One glacier on Mount Brøgger had low ice cliffs indicative of a receding front but was completely surrounded by a permanent snowfield. The implication is that this glacier is continuing to withdraw in response to a past climate of lower precipitation, while a relatively recent expansion of snow cover has been superimposed upon this glacier recession.

Fig.6 Bowsprit Moraine, showing present position and ice-movement directions. See text for explanation

Equilibrium From Recent Moraines

Margins of glaciers were examined to see whether the ice was over-riding or withdrawing from recent moraines. Limited exposures of the margin of Mackay Ice Sheet outlet glacier show no evidence of recent recession nor any Holocene moraines. This glacier is likely to be close to its Holocene maximum level.

Margins of smaller local glaciers and piedmont glaciers have Holocene moraines from within a few metres to some hundreds of metres from their margins. These moraine positions indicate general recession but, as these glaciers have response times to climate changes of the order of thousands of years (Reference ChinnChinn, 1986), this trend is an artifact of a period of recession prior to the present positive balance.

Conclusion

Moraine fields in the Convoy Range indicate glacier disequilibrium. Moraine configurations all suggest that local glaciers are expanding in response to a past “warmer” climate of higher local precipitation, estimated from the amount of moraine movement on Benson Glacier to have occurred between 2000 and 8000 year BP. This “warmer” period is most likely coincident with the worldwide “climatic optimum” at about 6000 year BP. The moraine fields all occur on large glaciers which have long response times, so that the expansion which they record has presumably already passed through the smaller steeper glaciers, leaving them in a state of retreat.

Small moraines in front of some local glaciers indicate that these glaciers have been slightly larger at some past time during the Holocene and are currently retreating.
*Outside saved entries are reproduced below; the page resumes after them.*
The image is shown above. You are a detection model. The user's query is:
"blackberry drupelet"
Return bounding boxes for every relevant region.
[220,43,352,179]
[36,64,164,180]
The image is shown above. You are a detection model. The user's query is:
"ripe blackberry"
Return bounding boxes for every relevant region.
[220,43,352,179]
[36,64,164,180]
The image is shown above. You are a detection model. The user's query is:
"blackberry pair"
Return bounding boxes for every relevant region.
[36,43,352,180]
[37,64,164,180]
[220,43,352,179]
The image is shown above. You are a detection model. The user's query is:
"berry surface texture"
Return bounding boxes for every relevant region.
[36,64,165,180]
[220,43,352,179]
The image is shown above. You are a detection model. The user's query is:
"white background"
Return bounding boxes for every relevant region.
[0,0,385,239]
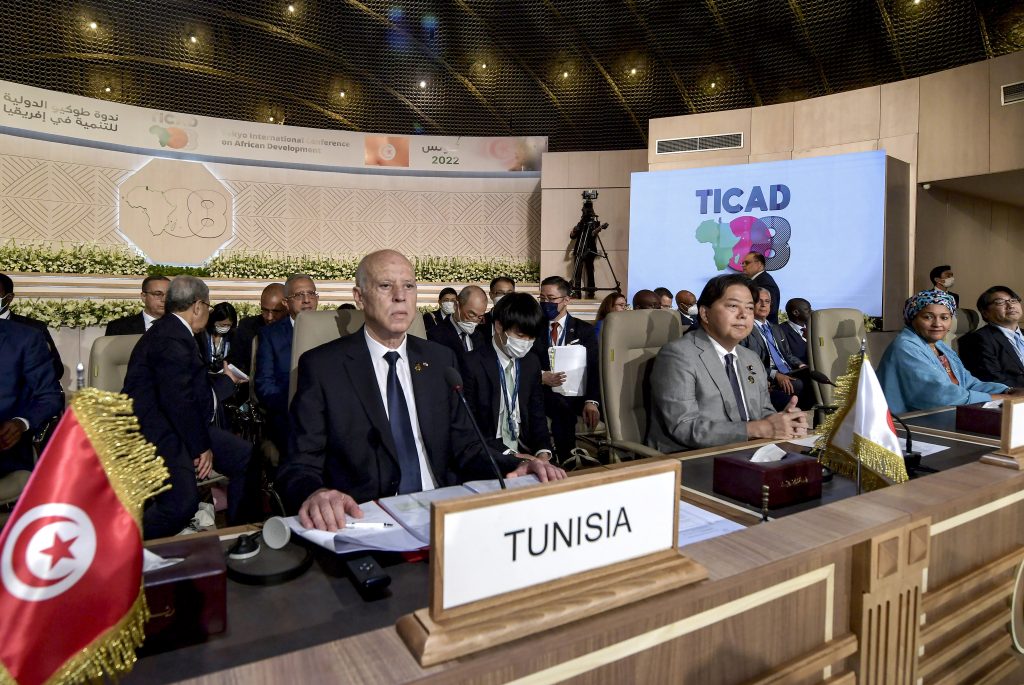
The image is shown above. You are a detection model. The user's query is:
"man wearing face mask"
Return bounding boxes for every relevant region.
[676,289,698,328]
[929,265,960,308]
[427,285,488,359]
[1,273,64,381]
[483,276,516,326]
[461,293,553,460]
[534,276,600,463]
[423,287,457,333]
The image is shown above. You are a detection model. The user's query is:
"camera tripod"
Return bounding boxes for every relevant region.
[570,221,621,299]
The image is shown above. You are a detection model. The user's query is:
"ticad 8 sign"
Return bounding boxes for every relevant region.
[628,150,887,315]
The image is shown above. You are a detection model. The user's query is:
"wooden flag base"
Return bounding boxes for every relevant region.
[980,453,1024,470]
[395,550,707,667]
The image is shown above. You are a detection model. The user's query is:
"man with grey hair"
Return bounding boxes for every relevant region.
[255,274,319,454]
[427,284,488,359]
[123,275,257,538]
[279,250,564,531]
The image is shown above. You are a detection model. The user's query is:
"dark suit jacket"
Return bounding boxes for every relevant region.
[422,309,448,333]
[782,322,808,364]
[462,341,552,455]
[254,316,293,416]
[531,313,600,405]
[105,311,147,336]
[278,329,520,512]
[427,317,488,360]
[122,316,216,465]
[229,315,264,374]
[742,320,804,375]
[10,313,63,380]
[752,271,781,323]
[679,312,697,328]
[958,325,1024,388]
[0,320,63,470]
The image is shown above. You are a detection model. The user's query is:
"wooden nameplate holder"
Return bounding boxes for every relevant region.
[980,397,1024,470]
[396,461,707,667]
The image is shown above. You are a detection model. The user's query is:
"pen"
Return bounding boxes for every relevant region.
[345,522,394,529]
[567,339,580,345]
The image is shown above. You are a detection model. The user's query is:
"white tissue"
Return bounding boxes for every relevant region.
[750,444,788,463]
[143,548,184,573]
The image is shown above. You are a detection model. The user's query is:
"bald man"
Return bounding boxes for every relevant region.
[676,289,697,327]
[632,289,661,310]
[278,250,565,531]
[229,282,286,375]
[427,284,489,359]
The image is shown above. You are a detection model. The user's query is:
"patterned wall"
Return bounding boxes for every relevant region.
[0,134,541,261]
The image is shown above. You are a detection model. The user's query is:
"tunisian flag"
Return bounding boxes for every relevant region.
[816,350,909,491]
[0,388,168,685]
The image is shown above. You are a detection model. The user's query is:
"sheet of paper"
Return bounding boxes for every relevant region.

However, ice-sheet variations recorded by moraines at the margin of Mackay Glacier show no evidence of Holocene recession, suggesting that this glacier is close to its Holocene maximum level.
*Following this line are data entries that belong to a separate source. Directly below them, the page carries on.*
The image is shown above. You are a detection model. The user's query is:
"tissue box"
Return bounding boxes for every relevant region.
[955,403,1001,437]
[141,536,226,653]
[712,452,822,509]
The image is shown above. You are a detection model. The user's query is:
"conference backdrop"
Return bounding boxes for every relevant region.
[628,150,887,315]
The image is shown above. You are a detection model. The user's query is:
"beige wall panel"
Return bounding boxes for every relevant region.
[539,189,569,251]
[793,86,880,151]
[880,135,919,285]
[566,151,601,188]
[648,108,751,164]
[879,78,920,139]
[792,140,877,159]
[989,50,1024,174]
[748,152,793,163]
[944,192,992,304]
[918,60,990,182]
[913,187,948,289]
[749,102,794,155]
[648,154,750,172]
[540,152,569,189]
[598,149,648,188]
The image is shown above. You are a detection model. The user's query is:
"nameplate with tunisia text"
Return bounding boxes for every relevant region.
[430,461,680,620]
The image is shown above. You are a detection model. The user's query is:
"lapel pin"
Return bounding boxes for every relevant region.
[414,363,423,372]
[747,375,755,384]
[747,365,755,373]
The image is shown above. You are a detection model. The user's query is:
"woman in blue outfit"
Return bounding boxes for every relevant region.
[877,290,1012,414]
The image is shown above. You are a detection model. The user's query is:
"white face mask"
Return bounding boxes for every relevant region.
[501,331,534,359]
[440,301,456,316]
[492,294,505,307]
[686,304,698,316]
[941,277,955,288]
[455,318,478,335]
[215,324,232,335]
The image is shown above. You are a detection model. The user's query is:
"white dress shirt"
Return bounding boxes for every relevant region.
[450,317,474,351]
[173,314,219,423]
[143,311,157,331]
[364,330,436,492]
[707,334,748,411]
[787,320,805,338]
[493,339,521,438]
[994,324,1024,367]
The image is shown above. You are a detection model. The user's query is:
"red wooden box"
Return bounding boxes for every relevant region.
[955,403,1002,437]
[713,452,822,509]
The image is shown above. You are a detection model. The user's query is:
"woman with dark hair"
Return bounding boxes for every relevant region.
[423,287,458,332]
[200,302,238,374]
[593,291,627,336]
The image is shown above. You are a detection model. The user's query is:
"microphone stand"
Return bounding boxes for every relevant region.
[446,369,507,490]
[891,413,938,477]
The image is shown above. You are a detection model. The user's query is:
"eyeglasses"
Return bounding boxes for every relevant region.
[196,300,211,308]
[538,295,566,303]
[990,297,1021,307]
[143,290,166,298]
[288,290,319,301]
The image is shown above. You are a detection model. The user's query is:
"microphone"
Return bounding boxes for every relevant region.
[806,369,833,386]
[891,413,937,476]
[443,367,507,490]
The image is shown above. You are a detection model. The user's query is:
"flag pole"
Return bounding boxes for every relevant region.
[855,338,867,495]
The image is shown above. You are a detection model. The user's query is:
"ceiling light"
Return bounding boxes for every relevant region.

Expanding areas of snow cover have given a Recent (decades to hundreds of years) positive balance to the mid-to high-altitude glaciers. This change to positive mass balance, which has yet to affect the fronts of any of the glaciers, has been superimposed on a general state of glacial recession. In this area of continuous sub-zero temperatures, climate warming is indicated by an increase in precipitation and subsequent glacier advance, possibly since the “Little Ice Age” which ended in the last century.
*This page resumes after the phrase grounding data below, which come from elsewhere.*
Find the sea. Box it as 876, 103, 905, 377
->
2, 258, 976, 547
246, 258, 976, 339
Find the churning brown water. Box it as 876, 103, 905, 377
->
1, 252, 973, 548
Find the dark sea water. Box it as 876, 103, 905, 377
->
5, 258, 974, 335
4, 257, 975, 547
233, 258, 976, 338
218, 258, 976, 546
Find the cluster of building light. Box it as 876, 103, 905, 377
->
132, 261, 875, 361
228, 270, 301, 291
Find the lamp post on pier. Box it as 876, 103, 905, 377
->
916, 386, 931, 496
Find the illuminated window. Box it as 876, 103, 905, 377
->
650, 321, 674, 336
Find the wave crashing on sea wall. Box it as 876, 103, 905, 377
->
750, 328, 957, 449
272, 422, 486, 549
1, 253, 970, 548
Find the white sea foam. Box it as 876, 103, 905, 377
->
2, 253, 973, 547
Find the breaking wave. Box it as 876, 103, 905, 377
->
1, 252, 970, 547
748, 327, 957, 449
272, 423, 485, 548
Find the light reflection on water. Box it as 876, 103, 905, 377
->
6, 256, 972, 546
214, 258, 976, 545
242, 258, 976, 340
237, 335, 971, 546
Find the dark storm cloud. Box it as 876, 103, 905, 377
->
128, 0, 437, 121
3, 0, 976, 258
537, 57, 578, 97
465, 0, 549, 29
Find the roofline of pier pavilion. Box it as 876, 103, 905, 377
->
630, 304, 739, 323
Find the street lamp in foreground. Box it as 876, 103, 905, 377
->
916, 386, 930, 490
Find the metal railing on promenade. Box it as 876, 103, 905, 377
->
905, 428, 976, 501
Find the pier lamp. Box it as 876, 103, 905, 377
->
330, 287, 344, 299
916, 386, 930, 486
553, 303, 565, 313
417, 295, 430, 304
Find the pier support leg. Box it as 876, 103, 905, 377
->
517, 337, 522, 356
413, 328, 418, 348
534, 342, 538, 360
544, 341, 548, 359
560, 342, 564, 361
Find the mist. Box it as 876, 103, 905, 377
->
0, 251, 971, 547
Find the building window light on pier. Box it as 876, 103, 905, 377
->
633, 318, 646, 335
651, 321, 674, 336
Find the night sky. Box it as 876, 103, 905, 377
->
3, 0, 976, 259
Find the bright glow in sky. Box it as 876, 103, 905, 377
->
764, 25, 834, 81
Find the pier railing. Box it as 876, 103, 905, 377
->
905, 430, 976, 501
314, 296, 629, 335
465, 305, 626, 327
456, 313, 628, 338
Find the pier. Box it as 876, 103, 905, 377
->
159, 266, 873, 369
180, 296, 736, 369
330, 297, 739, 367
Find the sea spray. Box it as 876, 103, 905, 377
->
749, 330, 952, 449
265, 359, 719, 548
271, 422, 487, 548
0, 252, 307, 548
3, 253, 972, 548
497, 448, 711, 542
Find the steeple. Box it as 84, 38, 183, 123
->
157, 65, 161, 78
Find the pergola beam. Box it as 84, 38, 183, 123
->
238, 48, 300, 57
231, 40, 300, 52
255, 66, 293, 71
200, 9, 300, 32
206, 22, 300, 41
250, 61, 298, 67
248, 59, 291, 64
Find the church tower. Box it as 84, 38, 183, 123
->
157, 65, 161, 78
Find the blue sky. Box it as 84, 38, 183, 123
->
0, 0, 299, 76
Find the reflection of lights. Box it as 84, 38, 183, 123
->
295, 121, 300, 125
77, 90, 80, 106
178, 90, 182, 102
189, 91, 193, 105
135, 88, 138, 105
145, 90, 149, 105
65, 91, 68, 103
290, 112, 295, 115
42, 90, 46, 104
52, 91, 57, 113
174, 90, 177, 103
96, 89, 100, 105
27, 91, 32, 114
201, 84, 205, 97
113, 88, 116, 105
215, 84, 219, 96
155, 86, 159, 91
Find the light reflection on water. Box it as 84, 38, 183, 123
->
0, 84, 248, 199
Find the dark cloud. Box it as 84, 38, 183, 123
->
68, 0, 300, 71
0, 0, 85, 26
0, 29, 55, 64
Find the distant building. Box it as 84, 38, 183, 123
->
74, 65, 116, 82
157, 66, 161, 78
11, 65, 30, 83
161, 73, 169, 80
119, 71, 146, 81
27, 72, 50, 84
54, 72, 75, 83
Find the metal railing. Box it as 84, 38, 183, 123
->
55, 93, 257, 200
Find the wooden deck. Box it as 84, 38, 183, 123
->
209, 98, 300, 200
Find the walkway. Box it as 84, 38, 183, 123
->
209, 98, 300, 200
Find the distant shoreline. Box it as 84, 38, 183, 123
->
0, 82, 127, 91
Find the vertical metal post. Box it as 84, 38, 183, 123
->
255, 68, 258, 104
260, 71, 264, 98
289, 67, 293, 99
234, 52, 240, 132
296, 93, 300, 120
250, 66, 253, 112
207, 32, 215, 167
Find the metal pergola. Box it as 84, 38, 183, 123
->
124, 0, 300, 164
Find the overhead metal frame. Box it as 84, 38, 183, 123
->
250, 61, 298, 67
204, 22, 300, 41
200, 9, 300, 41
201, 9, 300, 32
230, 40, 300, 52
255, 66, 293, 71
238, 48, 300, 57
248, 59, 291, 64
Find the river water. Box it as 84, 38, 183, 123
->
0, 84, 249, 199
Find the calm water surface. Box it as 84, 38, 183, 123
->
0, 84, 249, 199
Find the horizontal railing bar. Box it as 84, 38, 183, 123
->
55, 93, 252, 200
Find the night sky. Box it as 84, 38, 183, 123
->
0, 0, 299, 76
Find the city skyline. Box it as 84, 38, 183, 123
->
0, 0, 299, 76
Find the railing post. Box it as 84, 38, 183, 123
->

When all features indicating glacier equilibrium are compared, there are two apparently conflicting results; whereas one set of indicators suggests that glaciers are advancing, another set points towards recession. There is no problem with this apparent conflict when one considers the differing response times of polar glaciers. The time taken for a change in mass balance from a climate change to pass through to the glacier front is in the order of thousands of years (Reference ChinnChinn, 1986). The drifting moraine fields and margin fluctuations are responding to glacier thickening from long (thousands of years) in the past, whereas the surface mass-balance changes indicate a change to positive mass balance in the immediate past (tens to hundreds of years).